I was a Flare Kicker out of DaNang in 66. I dropped flares with the 311th Air Commando sq for 3 1/2 months until my boss found out (I was a personnel Specialist (73250) and politely asked me to quit because He did not want to write a letter for a typist. Anyway, I received a DFC, AM (47 missions) & AFCM during those days I flew. I haven't seen once since I left in Dec 66. Loudest engine in the USAF inventory, need hearing aids since then.
One of my best buddies in the Air Force, Loadmaster Sargent Milton Jackson Bush (Milt) was killed, along with the rest of his crew, when their C123 crashed near Bien Hoa Airbase shortly after takeoff after being hit by Viet Cong ground fire in May, 1969. Milt was a Georgia native, a gentleman, and an all around great guy in his 22nd year of life. He had been in Vietnam less than two months. He was a patriot who volunteered for that mission. R. I. P. Milt.
Good on you guys! Love the 119 and 123, both are orphan airplanes that need to get more respect. John T Halliday wrote a great book called Flying Through Midnight about flying 123s in Laos.

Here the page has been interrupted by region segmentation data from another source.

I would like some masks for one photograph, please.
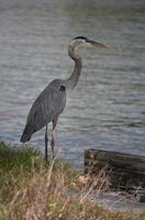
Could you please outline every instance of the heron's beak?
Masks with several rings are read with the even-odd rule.
[[[89,48],[108,48],[104,44],[100,44],[91,40],[87,40],[86,44]]]

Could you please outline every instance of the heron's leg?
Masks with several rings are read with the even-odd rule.
[[[53,156],[55,156],[55,152],[54,152],[54,147],[55,147],[55,128],[56,128],[57,121],[58,121],[58,118],[55,118],[53,120],[53,131],[52,131],[52,141],[51,141]]]
[[[45,129],[45,160],[47,162],[47,157],[48,157],[48,125],[46,124],[46,129]]]

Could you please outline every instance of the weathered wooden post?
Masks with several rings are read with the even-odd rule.
[[[85,151],[85,172],[105,169],[113,189],[145,188],[145,156],[102,150]]]

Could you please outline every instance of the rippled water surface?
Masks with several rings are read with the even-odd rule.
[[[109,48],[79,48],[82,74],[57,127],[60,156],[79,166],[88,147],[145,155],[144,0],[0,0],[0,140],[20,144],[34,99],[70,75],[77,35]],[[44,130],[30,144],[43,151],[43,139]]]

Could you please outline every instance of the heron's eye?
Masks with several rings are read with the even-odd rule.
[[[66,87],[65,87],[65,86],[60,86],[60,87],[59,87],[59,90],[60,90],[60,91],[65,91],[65,90],[66,90]]]

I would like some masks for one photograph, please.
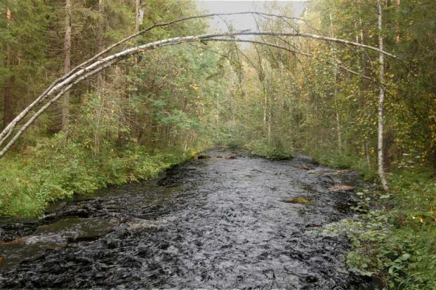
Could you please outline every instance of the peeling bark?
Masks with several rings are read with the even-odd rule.
[[[383,50],[383,21],[382,21],[382,6],[381,1],[378,0],[378,48]],[[378,56],[378,62],[380,64],[380,81],[384,82],[385,79],[385,57],[383,53],[380,53]],[[383,113],[385,103],[385,88],[380,86],[380,94],[378,95],[378,132],[377,135],[377,151],[378,151],[378,176],[383,189],[386,191],[389,190],[388,187],[388,181],[385,174],[385,164],[383,156]]]

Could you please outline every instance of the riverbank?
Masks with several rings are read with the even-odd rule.
[[[365,180],[376,180],[376,173],[359,157],[328,151],[310,154],[325,166],[352,169]],[[357,192],[360,201],[353,209],[360,213],[359,220],[329,225],[325,232],[350,239],[348,265],[380,289],[435,289],[436,180],[431,166],[409,164],[388,176],[389,192]]]
[[[197,152],[151,150],[132,145],[103,147],[95,154],[86,145],[65,140],[58,134],[2,159],[0,216],[35,217],[50,203],[74,194],[155,178]]]
[[[359,289],[348,239],[315,235],[352,215],[354,195],[331,188],[364,186],[355,173],[244,150],[206,155],[4,221],[0,288]]]

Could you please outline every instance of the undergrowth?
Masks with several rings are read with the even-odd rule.
[[[0,215],[37,216],[51,202],[154,178],[193,154],[132,145],[103,147],[96,154],[59,133],[0,163]]]
[[[389,194],[357,192],[358,206],[378,209],[326,231],[350,238],[348,264],[377,277],[381,289],[436,289],[436,180],[423,167],[392,173],[389,181]]]

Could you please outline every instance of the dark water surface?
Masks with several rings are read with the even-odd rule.
[[[159,180],[0,220],[0,287],[359,289],[346,239],[314,235],[350,216],[353,195],[329,188],[362,186],[355,173],[304,157],[206,154]]]

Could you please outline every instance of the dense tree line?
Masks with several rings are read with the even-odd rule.
[[[271,159],[305,152],[385,190],[359,192],[364,204],[388,201],[383,211],[343,225],[360,233],[350,234],[350,265],[392,289],[436,286],[436,3],[319,0],[300,19],[272,15],[291,15],[291,4],[270,10],[253,15],[270,34],[147,51],[72,86],[1,160],[1,213],[36,216],[74,193],[156,176],[213,145]],[[194,2],[159,0],[5,0],[0,11],[3,127],[112,44],[200,14]],[[201,34],[206,23],[156,26],[112,53]]]

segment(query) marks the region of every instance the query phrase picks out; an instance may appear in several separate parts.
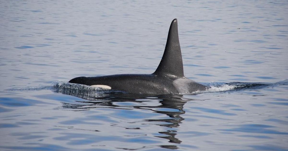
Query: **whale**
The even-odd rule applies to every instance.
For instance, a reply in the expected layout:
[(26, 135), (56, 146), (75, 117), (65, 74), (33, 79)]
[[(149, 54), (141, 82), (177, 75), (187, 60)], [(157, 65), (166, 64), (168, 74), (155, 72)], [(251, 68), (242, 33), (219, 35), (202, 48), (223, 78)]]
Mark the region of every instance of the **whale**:
[(80, 77), (69, 82), (142, 94), (191, 94), (208, 88), (184, 75), (177, 19), (171, 23), (164, 53), (153, 73)]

We had the famous Agent Orange sprayer C-123 called "Patches" at LG Hanscom Field while I was there in the 1970's. We also used them to spray various chemicals over Tinker AFB during one of our fog clearing experiments during the same time frame. One item was so corrosive that when a pipe burst inside the fuselage a fire truck was driven up to the ramp and actually hosed down the inside of the plane. Think about that for a moment. Someone actually approved spraying a chemical that dissolves aircraft over an airfield!! Later over Northern California, we dumped something called "polyelectrolyte" out of a converted DC-3 that made everything so slippery you could hardly walk and that also shorted out all electrical equipment to the point where even the car radios refused to work. It went down into a motel parking lot on the trip home after the experiment ended.

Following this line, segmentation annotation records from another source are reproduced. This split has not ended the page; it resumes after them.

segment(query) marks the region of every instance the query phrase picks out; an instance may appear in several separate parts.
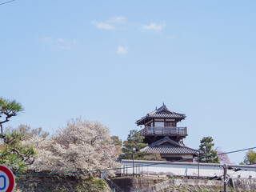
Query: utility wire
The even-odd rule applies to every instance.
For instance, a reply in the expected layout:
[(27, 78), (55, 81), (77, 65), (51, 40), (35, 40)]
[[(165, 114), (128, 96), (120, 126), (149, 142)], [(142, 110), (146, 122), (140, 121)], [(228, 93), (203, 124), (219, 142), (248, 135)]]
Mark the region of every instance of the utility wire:
[(14, 1), (15, 1), (15, 0), (11, 0), (11, 1), (9, 1), (9, 2), (2, 2), (2, 3), (0, 3), (0, 6), (4, 5), (4, 4), (6, 4), (6, 3), (9, 3), (9, 2), (14, 2)]
[[(222, 155), (222, 154), (232, 154), (232, 153), (237, 153), (237, 152), (241, 152), (241, 151), (244, 151), (244, 150), (253, 150), (255, 149), (256, 146), (254, 147), (250, 147), (250, 148), (246, 148), (246, 149), (242, 149), (242, 150), (233, 150), (233, 151), (230, 151), (230, 152), (226, 152), (226, 153), (222, 153), (222, 154), (218, 154), (215, 155), (208, 155), (208, 156), (202, 156), (199, 157), (199, 158), (210, 158), (212, 156), (218, 156), (218, 155)], [(184, 162), (184, 161), (187, 161), (187, 160), (191, 160), (193, 158), (186, 158), (186, 159), (182, 159), (182, 160), (178, 160), (177, 162)], [(156, 162), (156, 163), (151, 163), (151, 164), (146, 164), (146, 165), (140, 165), (138, 166), (154, 166), (154, 165), (161, 165), (161, 164), (168, 164), (170, 163), (169, 162)], [(218, 164), (216, 164), (216, 166), (219, 166)], [(130, 168), (133, 168), (133, 166), (127, 166), (126, 169), (130, 169)], [(102, 169), (102, 170), (83, 170), (83, 171), (69, 171), (69, 172), (63, 172), (63, 173), (37, 173), (37, 174), (16, 174), (14, 175), (16, 176), (29, 176), (29, 175), (50, 175), (50, 174), (78, 174), (78, 173), (89, 173), (89, 172), (97, 172), (97, 171), (106, 171), (106, 170), (122, 170), (123, 169), (123, 167), (118, 167), (118, 168), (110, 168), (110, 169)]]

I had one hosed out at Tan Son Nhut after an old man’s bottle of nhuc mam broke on takeoff from Phuc Quoc, and ran across the cargo compartment floor. Fireman went back to the truck for an air pack after he took 2 steps into the cargo compartment.
Summer of 1981. Jump School Ft. Benning. My first jump was out of a C-123. Instructors said it was the last time this particular C-123 was going to be used. It was retiring after this flight. They called it the flying boxcar! Scared as all hell; it rattled like a boxcar all right!

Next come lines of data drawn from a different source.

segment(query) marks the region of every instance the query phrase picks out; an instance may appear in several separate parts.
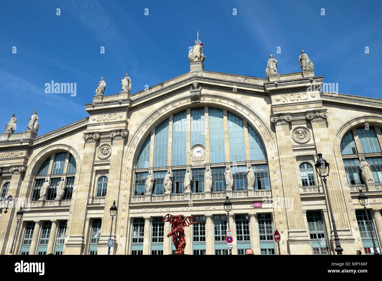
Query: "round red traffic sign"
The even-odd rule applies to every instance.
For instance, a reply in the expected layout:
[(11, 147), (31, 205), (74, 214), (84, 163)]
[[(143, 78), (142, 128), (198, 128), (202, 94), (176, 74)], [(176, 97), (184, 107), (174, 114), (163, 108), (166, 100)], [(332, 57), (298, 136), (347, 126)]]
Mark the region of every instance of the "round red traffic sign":
[(276, 230), (275, 231), (275, 233), (273, 234), (273, 236), (275, 237), (275, 241), (277, 243), (280, 242), (280, 234), (278, 231)]

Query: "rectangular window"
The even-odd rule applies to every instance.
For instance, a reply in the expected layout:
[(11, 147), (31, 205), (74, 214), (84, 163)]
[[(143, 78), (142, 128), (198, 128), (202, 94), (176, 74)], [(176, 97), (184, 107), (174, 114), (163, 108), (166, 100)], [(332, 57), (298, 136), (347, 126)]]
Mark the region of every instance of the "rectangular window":
[(168, 119), (155, 128), (154, 142), (154, 167), (167, 166), (168, 154)]
[(201, 145), (206, 147), (204, 108), (191, 109), (191, 146)]
[(252, 166), (255, 174), (255, 189), (269, 189), (269, 174), (266, 164), (259, 164)]
[(174, 114), (172, 122), (172, 166), (186, 164), (187, 112)]
[(134, 195), (144, 195), (146, 193), (146, 180), (149, 176), (147, 172), (135, 173), (135, 180), (134, 182)]
[(66, 159), (66, 152), (60, 152), (56, 153), (53, 163), (53, 170), (52, 174), (59, 175), (63, 174), (64, 167), (65, 166), (65, 160)]
[(210, 107), (208, 111), (211, 163), (223, 163), (225, 162), (223, 110)]
[(204, 169), (191, 169), (193, 193), (204, 192)]
[(344, 159), (343, 166), (349, 185), (363, 183), (363, 180), (361, 177), (359, 161), (358, 158)]
[(245, 166), (233, 166), (231, 168), (233, 177), (233, 190), (236, 191), (247, 190), (247, 169)]
[(329, 255), (326, 250), (326, 240), (321, 212), (319, 211), (307, 211), (306, 219), (313, 254)]
[(214, 191), (225, 191), (225, 167), (211, 167), (211, 174), (214, 182)]
[(183, 193), (183, 182), (186, 174), (185, 170), (173, 170), (172, 171), (172, 193)]
[(258, 214), (257, 223), (261, 255), (274, 255), (275, 243), (271, 214)]

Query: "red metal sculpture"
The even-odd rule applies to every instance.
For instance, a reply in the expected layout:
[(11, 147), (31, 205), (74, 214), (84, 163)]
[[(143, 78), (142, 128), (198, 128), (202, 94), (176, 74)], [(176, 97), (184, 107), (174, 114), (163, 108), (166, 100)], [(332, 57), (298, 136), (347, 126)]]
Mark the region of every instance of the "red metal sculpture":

My dad's first cousin was a wing commander (?) in Viet Nam for a unit of C123's. His name was Guiher Gene Greenwood. He has been deceased for several years. I sure wish he was around so I could ask him about the units he was in and where in Viet Nam he served.
I volunteer at Castle Air Museum (based out Merced, CA.at the former "Castle Air force Base.") We have one of these on display! it's an awesome aircraft!
Great video! My dad was a pilot in Viet Nam flying the AC-119 in Phan Rang. He said the 123's were there to spread agent orange. As a kid, I wanted one. :-)
The Ranch Hands (the spray birds) were one squadron that operated out of Bien Hoa. There was a freight squadron at Tan Son Nhut (19th SOS), another at Danang and one or two at the Wing HQ at Phan Rang, near Cam Ranh Bay. During the rainy season, they took the spray tanks out of the spray planes and used them for cargo. I was there.
I remember seeing them flying out of Rickenbacker/Lockbourne in central Ohio in the 70s. To a kid they always looked odd with that raised tail, slow lumbering speed and the sound of their droning engines.
@Are Dee Westmoreland had left before I got to Nam. We were assigned to base flight and did VIP runs. A Scott Tagg, his father was crew chief while I was there, had developed a web site a few years ago but has pulled it down. He had several shots of the early days in the early 60’s days showing several high profile passengers.